Assicurazioni Generali SpA has completed the sale of its entire shareholding in its Ireland-based subsidiary, Generali PanEurope, to Life Company Consolidation Group (LCCG).
Generali says the terms of the sale are in line with the transaction’s original announcement in December 2017, when it was revealed that Generali had agreed to accept an initial consideration of €230 million, in addition to a €56 million settlement for certain intercompany financing arrangements.
Generali PanEurope contributed approximately €20 million to the Group’s operating results in 2016, and its sale is expected to add 0.4 percentage points to Generali’s Regulatory Solvency II ratio, as well as generating a post-tax gain of approximately €56 million.

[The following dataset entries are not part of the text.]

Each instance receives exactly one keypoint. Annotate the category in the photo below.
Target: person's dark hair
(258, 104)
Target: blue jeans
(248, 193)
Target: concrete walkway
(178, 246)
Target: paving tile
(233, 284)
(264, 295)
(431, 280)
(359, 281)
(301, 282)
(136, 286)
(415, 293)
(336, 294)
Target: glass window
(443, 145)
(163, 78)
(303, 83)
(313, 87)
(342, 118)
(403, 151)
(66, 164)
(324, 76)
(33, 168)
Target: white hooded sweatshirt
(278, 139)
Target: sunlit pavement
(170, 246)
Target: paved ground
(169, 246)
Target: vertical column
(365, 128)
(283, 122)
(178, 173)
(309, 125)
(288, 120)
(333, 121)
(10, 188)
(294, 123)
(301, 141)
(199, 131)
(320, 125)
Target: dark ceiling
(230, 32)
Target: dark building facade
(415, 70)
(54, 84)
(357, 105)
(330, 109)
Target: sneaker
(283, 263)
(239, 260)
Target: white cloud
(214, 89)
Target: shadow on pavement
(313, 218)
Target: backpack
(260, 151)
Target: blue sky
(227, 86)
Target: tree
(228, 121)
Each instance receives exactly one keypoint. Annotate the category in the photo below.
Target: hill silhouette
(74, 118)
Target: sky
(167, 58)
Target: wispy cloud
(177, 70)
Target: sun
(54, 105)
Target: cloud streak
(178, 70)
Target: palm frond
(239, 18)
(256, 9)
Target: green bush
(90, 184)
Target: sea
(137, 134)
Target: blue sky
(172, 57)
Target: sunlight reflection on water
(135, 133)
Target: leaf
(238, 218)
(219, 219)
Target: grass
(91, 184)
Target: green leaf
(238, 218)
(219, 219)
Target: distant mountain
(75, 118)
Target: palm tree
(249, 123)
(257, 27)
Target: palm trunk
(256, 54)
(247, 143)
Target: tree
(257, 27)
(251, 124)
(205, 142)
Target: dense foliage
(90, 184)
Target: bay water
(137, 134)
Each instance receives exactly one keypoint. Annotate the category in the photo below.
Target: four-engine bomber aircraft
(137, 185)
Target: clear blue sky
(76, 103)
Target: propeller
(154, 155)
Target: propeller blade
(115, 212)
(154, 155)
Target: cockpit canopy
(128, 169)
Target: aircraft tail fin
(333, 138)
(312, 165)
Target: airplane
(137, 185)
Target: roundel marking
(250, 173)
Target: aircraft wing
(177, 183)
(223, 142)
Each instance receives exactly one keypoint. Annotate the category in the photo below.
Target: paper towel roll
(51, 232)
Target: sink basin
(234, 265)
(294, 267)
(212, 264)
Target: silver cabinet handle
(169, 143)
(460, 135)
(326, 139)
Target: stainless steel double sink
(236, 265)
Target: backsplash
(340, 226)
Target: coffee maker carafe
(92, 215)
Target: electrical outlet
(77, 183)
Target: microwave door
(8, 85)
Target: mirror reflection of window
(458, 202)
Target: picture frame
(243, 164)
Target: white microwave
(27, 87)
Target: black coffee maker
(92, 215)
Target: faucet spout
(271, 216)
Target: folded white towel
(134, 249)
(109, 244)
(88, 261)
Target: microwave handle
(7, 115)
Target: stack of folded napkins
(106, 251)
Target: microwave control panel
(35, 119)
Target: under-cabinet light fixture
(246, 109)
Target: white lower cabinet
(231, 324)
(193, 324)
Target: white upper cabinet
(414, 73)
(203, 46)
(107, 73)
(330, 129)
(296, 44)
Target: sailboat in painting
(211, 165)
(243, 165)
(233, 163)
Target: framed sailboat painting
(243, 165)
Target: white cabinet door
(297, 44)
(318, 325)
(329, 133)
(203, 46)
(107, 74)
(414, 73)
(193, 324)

Following the sale, the Group will remain active in the Irish market through its Global Business Lines division, while the former Generali PanEurope dac will continue to act as the Irish and PanEuropean partner of Generali for the corporate employee benefit business to serve existing and future clients.
LCCG said the acquisition was in line with its strategy to optimise its geographical footprint, increase operational efficiency, and improve capital allocation.
The completion of its acquisition of Generali PanEurope also follows the announcement of LCCG’s plans to acquire the in run-off business of The Equitable Life Assurance Society via its specialist UK run-off manager Reliance Life Limited.